Aaron Duffy is co-founder of SpecialGuest and specialises in communication and visual experimentation. I love learning about anything that deals with communication so I was very excited to see how he combines visual experimentation with communication in an effective way and I was not disappointed. In Duffy’s presentation at OFFSET Dublin in 2019 he talked through several really cool and effective campaigns that he worked on while incorporating 10 confessions around what he struggled with during the projects and what he felt he could improve upon. I thought this was a really brave approach as it was so honest. I think that it is great to hear the success stories but little reminders like Duffy presentation are very important to reflect on now and again particularly in our current culture which is prone to presenting a ‘glossy’ version of life with plenty of Instagram and Facebook posts to back it up.

My favourite campaigns that Duffy spoke about during his presentation were for the Audi Q5 and google. Probably some of his less experimental work however I love their simplicity. For me finding a clever, engaging and simple way to communicate a message visually is genius and probably what I strive for most in my own work. I feel this was achieved in both advertisements.

 

 

In the Audi advertisement see above, the majority of the ad consists of an illustrated man moving around his box canvas shaping and folding the box into a shape of a car to the soft, folk, child-friendly song, Riding in My Car by Woody Guthrie. Finally, the Audi Q5 is revealed and the text that follows playfully reads “We’ve unboxed the box”. Duffy attributes the success of the advert to its contrast to other cool and mechanical Audi ad’s at that time describing the above outcome as warm and playful. It’s also very well paired with the Q5 which is probably one of the brand’s vehicles suited for use as a family car an audience which I feel is particularly well-targeted in the ad.

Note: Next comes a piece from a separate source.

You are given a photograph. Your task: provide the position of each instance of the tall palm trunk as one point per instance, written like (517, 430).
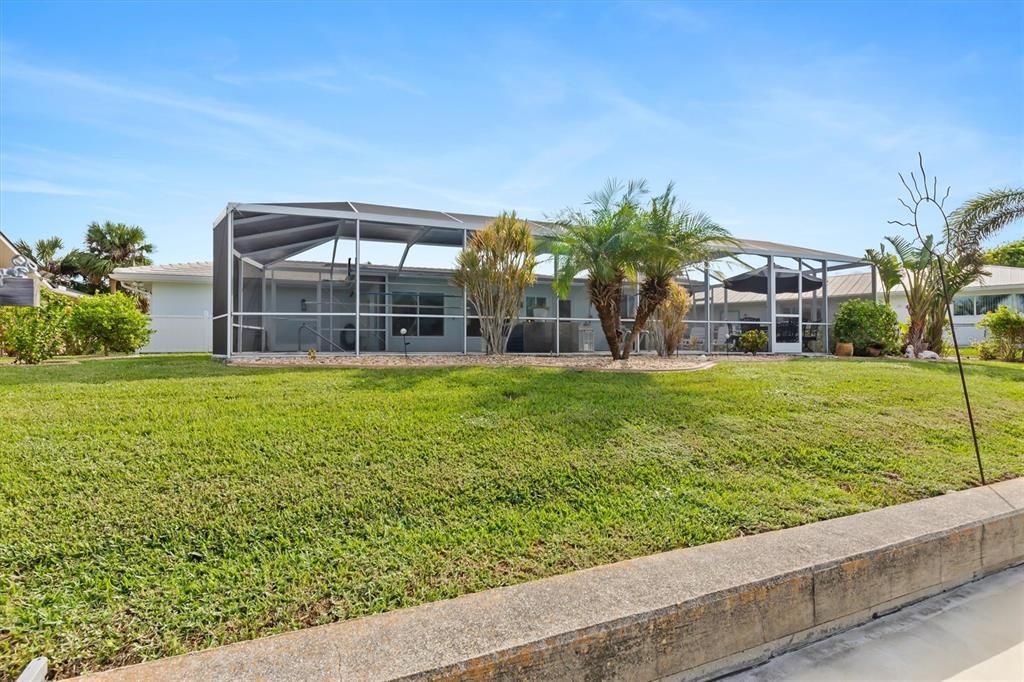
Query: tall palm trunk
(606, 297)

The Google search ad, Parisian love is really simple and maybe a bit cheesy but I love it. I love the minimalist feel and almost feel that Duffy underplays what he achieved with this ad. It came across as sincere and heartfelt no small feat for an advertisement for a tech a company.

 

 

Duffy describes Parisian love as not one of his favourites and a little soppy however concedes that dues to the ads massive success being used as Google’s first TV ad and even being played at the super bowl that he may not know what is good. I think of all the confessions that Duffy makes this is the one that really hit me the most. It’s difficult to distinguish between good work and what we as designers preserve to be good. I think therefore it’s important to actively seek out work within our field such as Parisian love to figure out what made it so popular and find a way to apply these techniques to our own work particularly if it’s outside our comfort zone. It’s really important to make work you’re proud of and that you love however if no watches it or it doesn’t get the traction it should as Duffy admits to in his Why can’t we get along? advertisement for Rag & Bone, it’s not really fit for purpose so it’s really important to strike that balance, particularly in commercial work.

 

Lance Wyman

Lance Wyman is described as one of the greatest graphic designers of our time. Wyman is an American graphic designer best known for his work on 1968 Summer Olympics and the application of the logo, see Wyman’s original compass sketch below.

Image of Wyman's original compass sketch for the 1968 Olympics

In his Offset interview, Wyman talks about how he became involved in the 65 Olympics through his connection with Eduardo Terrazas who had been called back to Mexico to work with Ramirez Vazquez on the graphics for the Olympics. This got Wyman in the running for the job and he along with a number of designers travelled to Mexico to stay there for 2 weeks and then pitch their design idea. At that point, Wyman speaks about his lack of knowledge around Mexico in relation to design and the culture but describes his excitement around the project. I think this is a really inspirational as I feel that as a designer I can’t quickly fall into worrying about how I’m going to complete a project especially if there are unknown elements. I think pushing on and appreciating the challenge as exciting rather than concerning or frightening is a great way to approach new challenges and learning experiences.

Wyman also discusses how he developed into the role he holds today and the impact of his poorer background which he describes as being more helpful than hindering. Wyman also describes being elected class president and how this helped to develop his speaking skills, skills that are essential to Wyman now.

Below is the poster he made when running for class president which was amusingly presented alongside his most recent political poster design at the time of the Offset interview.

Image of Wyman first and most recent political posters

What I find particularly interesting about Wyman is how he was able to draw inspiration from time spent on fishing boats with his father and in factories and how he was able to find beauty in the notes and compasses helping to define what he describes as his no-nonsense approach to design. I find this particularly evident in his Obama poster shown above the right. The strong reference to repeated line and pattern appears to be a common theme in Wyman’s work which I find to be used very effectively, creating beautifully crafted and intentional outcomes.